# Gentoo on Dell Inspiron Mini 10v?

## t3k0

Hi.

I'm planning to buy a netbook and wanted to ask you about your experiences running Gentoo on it.

In the internet I found the Dell Inspiron Mini 10v. It has an Intel Atom N270 processor, an Intel Graphic Media Accelerator 950, and 1GB RAM.

What performance can I expect with this netbook? Are videos (non-HD), flashvideos, old games (quake3) running fluently? What about compile times to build the systems? Are they acceptable?

I don't expect high-end games to run. My main applications are office, internet/email, (flash-)videos. Is the hardware sufficient?

Please tell me about your experiences.

Regards

t3k0

----------

## markisthejob

My last computer had an older intel card than that and 512 ram and went with no problems for me.No video problems and KDE's desktop effects ran smoothly.Saying that, I do notice compile times are faster on my new pc.

----------

## t3k0

What processor did you use? The Intel Atom N270 doesn't seem to be the fastest.

I read in a lot of forums about people having problems with youtube-videos. But I didn't find out whether these people had a bad setup or whether the combination of N270 + GMA 950 is too slow.

What experiences did Asus eee 1000 users make? It should be the same hardware.

----------

## markisthejob

It was a pentium 4.I dont remember the spec.Sorry I have no experience running gentoo with the atom processor.

----------

## pigeon768

I have an eeepc with a n270, using it right now in fact, with kde4. Runs fine. Compiles slow, of course, but it's fine for kde4 and firefox and 2d games.

I've upgraded  to 2g of RAM, but  the CPU is fine.

----------

## uhai

I'm planning to buy a Mini 10v too. But I'm not sure about the harddisk. 

Is the 160 GB S-ATA or the 16 GB SSD the better choice? 16 GB seems to be small...

What do you think?

uhai

----------

## eccerr0r

I have an eeePC with an n270 (900A).  At first I had it running at half speed, and a lot of things were really of anemic.  Running at full 1.6GHz speed it's comparable to a P3-1.3GHz.  Still takes a while to compile but I found that most CNN videos play almost fine, and many youtube videos play just fine.
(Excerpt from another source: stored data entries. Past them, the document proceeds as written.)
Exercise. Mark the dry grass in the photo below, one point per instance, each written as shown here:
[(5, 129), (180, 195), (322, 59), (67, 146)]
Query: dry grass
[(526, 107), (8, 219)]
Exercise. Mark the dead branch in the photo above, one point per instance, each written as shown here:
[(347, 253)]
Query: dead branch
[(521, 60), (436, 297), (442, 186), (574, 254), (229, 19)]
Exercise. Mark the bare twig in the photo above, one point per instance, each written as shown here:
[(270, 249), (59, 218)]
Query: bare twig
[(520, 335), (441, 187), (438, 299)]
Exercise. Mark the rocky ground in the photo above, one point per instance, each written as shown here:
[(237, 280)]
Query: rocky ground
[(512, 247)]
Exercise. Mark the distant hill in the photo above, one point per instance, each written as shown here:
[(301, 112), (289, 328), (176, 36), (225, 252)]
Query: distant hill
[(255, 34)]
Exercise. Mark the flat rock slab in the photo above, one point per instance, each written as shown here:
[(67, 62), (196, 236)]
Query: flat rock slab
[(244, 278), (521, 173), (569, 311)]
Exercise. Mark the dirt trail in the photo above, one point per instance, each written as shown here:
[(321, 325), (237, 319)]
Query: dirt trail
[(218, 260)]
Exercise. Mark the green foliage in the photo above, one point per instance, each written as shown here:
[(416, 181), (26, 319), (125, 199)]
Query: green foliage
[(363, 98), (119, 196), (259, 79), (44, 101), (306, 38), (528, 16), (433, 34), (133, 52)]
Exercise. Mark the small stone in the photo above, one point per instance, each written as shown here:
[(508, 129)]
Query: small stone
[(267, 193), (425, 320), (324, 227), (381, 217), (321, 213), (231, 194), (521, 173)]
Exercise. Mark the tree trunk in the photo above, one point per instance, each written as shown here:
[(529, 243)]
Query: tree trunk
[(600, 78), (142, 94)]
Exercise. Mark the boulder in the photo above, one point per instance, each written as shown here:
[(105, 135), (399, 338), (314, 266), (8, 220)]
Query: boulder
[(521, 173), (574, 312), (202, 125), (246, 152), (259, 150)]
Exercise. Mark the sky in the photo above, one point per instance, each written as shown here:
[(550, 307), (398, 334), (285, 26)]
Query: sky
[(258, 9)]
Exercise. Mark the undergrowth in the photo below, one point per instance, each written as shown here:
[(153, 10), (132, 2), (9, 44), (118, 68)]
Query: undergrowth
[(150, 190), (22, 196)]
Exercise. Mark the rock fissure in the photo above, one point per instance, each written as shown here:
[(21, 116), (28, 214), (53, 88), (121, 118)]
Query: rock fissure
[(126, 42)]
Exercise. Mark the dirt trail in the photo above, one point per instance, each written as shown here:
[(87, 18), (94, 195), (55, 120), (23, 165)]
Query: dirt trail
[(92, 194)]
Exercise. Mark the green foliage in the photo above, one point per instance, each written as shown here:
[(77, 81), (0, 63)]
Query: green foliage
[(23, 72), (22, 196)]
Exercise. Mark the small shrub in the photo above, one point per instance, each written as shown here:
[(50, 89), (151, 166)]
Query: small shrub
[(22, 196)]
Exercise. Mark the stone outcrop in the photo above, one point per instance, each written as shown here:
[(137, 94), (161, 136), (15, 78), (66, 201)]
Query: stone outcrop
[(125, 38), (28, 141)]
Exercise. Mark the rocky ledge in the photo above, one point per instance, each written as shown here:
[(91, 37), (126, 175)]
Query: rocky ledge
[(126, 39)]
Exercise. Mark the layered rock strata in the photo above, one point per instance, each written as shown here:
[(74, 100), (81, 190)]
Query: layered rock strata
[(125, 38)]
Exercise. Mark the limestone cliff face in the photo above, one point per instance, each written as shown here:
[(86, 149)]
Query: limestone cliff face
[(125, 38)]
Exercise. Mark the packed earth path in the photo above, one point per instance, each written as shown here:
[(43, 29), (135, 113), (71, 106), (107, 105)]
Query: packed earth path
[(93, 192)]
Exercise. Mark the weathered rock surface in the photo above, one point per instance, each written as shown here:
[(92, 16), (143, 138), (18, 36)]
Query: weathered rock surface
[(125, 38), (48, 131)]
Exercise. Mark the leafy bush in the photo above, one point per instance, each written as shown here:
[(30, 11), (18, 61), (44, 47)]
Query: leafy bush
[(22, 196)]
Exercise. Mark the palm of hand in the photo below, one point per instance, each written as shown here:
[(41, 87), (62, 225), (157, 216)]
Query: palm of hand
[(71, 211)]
I was trying to run WoW through WiFi NFS.  It did not run very well at all.  This could have also been at half speed, but I don't think it mattered that much.

I have the 4G disk.  I don't store any data on my eee, so it's fine.  However if you want to emerge and self-host Gentoo, 4GB is way too little I think, probably better off with a normal disk.  I'm currently running eeebuntu on it, as I would rather it self-host updates, which is kind of impossible with a 4G disk with portage the way it is (I wish it were possible for portage to have a compressed binary archive overlay mode so there's one file that contains all of the ebuilds in it, instead of distributing amongst a zillion files...)

----------

## cach0rr0

 *uhai wrote:*   

> 16 GB seems to be small...
> 
> 

 

It is for most systems, but consider the purpose of a netbook - it is not media storage. 

I can only speak on personal preference here, but I would opt for the 16GB SSD for the performance gain in disk I/O. 

If I need to bring heaps of storage along with me, I can use a USB external drive, or even an iPod, for storing my media. I know a lot of people use their 80GB ipods for storage - bring that along with you, use it for storage; it's small enough to be portable, but has plenty of storage space for a decent amount of media, as well it should mount just as a normal external hard drive would.

----------

## uhai

@cach0rr0:

Thanks for your post - I got the mini10v now with an 8 Gb stick as home. That's it, I can work everywhere. No trouble with storage.

uhai

----------